Changes

Ronald S. Bultje · 455dfa8a
--- a/task-list.md
+++ b/task-list.md
@@ -8,23 +8,30 @@ Missing software features:
 - error resilience (drop a frame but don't die);
 - export sequence header and frame header along with picture ([like this](https://code.videolan.org/rbultje/dav1d/commits/refcounted-headers)).

-Performance optimizations:
- it may make sense to copy one row (8px+2x2px edges) of pre-cdef data in `uint16_t` at a time so we don't need to extend buffers or add edge data inside the SIMD. This may make the code both simpler *and* faster. Same is true for looprestoration also. In one far-fetched design, cdef/LR might be able to share the top buffers between the two, thus reducing the amount of `memcpy` between the two;
+SIMD:
 - simd for any function already in a ${anything}DSPContext, for any platform (see #78 for AVX2);
 - move film grain into dspcontext for simd;
 - move dequant from `decode_coeffs()` to itx;
 - order_palette() to dsp for simd;
 - change coef contexting (hi/lo_ctx) to be diagonal-oriented for dsp/simd;
 - change multi-symbol coding `read_symbol()` symbol discovery loop and adaptivity to be simd'ed [Rostislav expressed interest in this];
- project_motion_field in `ref_mvs.c` can be SIMD'ed;
- `backup_lpf()` in `lr_apply_tmpl.c` backs up 4 lines per 64 pixels per plane, and copies bottom to top per superblock (each 128 or 64 pixels). Most of this is unnecessary. Using a flippable index means we don't need the second copy, and using 64-pixel instead of sb (64 or 128) pixel cdef runs (and then running LR, and then optionally the second cdef and second LR) means we only need to copy the pre-cdef top pixels, not the bottom ones, saving 50% copies. CDEF backup already does all of this.

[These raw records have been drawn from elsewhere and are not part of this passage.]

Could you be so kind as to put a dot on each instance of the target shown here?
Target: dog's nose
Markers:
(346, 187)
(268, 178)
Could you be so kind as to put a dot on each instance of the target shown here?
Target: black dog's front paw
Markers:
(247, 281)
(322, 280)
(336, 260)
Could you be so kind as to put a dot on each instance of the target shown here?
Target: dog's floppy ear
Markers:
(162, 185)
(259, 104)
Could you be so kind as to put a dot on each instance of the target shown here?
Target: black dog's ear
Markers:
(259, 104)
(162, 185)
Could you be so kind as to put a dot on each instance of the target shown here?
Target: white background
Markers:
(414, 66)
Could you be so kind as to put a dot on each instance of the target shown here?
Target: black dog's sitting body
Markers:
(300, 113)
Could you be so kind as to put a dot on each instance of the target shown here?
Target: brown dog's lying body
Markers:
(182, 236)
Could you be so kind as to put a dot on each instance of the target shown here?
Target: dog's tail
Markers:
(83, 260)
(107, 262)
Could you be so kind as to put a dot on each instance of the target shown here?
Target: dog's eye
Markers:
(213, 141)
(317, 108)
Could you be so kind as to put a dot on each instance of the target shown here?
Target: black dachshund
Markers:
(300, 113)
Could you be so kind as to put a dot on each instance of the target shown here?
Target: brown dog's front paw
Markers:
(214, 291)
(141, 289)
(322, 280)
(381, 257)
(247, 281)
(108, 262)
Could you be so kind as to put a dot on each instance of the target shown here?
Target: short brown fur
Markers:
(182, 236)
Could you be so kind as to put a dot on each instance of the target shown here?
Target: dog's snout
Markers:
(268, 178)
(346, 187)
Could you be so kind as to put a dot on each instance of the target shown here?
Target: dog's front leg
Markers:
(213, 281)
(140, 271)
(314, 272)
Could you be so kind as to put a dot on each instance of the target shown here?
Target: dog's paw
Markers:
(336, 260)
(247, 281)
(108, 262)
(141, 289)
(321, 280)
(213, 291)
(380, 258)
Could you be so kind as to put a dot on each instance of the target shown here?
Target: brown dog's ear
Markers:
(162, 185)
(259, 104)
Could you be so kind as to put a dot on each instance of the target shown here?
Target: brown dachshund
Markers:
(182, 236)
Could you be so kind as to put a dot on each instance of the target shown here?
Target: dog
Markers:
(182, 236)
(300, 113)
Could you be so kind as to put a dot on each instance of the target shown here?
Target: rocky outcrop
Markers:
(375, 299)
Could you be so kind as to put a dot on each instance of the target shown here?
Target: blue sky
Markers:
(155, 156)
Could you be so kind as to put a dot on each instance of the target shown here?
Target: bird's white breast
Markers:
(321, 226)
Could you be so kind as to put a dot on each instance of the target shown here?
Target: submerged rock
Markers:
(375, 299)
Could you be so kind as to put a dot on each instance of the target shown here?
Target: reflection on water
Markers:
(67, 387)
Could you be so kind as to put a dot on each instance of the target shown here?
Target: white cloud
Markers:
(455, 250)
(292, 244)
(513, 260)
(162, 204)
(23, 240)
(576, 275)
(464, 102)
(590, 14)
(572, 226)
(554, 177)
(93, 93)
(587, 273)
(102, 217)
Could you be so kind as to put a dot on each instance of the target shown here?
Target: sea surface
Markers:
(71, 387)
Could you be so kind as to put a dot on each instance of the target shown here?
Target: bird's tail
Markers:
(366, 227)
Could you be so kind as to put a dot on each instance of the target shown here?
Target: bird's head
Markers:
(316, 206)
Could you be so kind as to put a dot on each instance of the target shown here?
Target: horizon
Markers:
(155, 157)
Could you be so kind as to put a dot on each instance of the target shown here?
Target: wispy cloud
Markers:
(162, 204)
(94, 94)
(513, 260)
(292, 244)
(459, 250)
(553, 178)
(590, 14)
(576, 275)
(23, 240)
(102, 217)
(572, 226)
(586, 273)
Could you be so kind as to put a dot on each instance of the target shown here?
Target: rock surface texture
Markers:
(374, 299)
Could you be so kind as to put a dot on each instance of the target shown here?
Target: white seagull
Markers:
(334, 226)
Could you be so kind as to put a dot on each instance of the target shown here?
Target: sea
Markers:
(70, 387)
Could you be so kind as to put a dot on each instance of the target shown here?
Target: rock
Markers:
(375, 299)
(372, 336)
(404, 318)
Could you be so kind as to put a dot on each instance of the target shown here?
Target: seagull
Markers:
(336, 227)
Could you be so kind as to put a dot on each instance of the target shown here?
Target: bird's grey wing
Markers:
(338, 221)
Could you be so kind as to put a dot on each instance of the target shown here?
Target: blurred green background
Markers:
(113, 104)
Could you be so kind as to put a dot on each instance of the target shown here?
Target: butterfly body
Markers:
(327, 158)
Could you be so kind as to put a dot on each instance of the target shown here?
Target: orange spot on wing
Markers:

Bonus points for merging the CDEF backup and LR backup together so LR backs up nothing at all;
+- project_motion_field in `ref_mvs.c` can maybe be SIMD'ed;
+- a specifically optimized version for `mc.put/prep_scaled()` for super_res, since then `my` is always 0, so there is only horizontal scaling, not vertical.
+
+Multi-threading:
 - postfilter and film-grain threading;
- film-grain GL shader;
- threading can become a generic worker queue (one tile_sbrow symbol parsing/recon, one sbrow postfilter(s)) and then use a generic single threadpool instead of separate tile/frame[/postfilter?] ones;
+- threading can become a generic worker queue (one tile_sbrow symbol parsing/recon, one sbrow postfilter(s)) and then use a generic single threadpool instead of separate tile/frame[/postfilter?] ones.
+
+Removing redundancies:
+- it may make sense to copy one row (8px+2x2px edges) of pre-cdef data in `uint16_t` at a time so we don't need to extend buffers or add edge data inside the SIMD. This may make the code both simpler *and* faster. Same is true for looprestoration also;
+- `backup_lpf()` in `lr_apply_tmpl.c` backs up 4 lines per 64 pixels per plane, and copies bottom to top per superblock (each 128 or 64 pixels). Most of this is unnecessary. Using a flippable index means we don't need the second copy, and using 64-pixel instead of sb (64 or 128) pixel cdef runs (and then running LR, and then optionally the second cdef and second LR) means we only need to copy the pre-cdef top pixels, not the bottom ones, saving 50% copies. CDEF backup already does all of this;
+- bonus points for merging the CDEF backup and LR backup together so LR backs up nothing at all;
 - obmc blend masks have one quarter of zeroes at their tail, so would there be gains if we set height to be 0.75 of what it currently is (for mc and/or blend)? Does this impact SIMD design in some unwanted way?
 - for inter, test if prediction at 128x128 should be done at 64x64 subblocks to improve cache efficiency (and also simplify SIMD);
- faster seeking w/ frame-mt. Right now, a flush means pictures being decoded in frame-mt are marked as "discarded" but their decoding continues. It would be better to have a quick abort check in each sbrow or so, and then return early so the post-seek can continue earlier;
- a specifically optimized version for `mc.put/prep_scaled_c()` for super_res, since then `my` is always 0, so there is only horizontal scaling, not vertical.
+
+Other speed optimizations:
+- film-grain GL shader;
+- faster seeking w/ frame-mt. Right now, a flush means pictures being decoded in frame-mt are marked as "discarded" but their decoding continues. It would be better to have a quick abort check in each sbrow or so, and then return early so the post-seek can continue earlier.

 Cleanups:
 - LR/MC intermediate 2d buffers in C dsp can be reduced by doing windowed like in SIMD;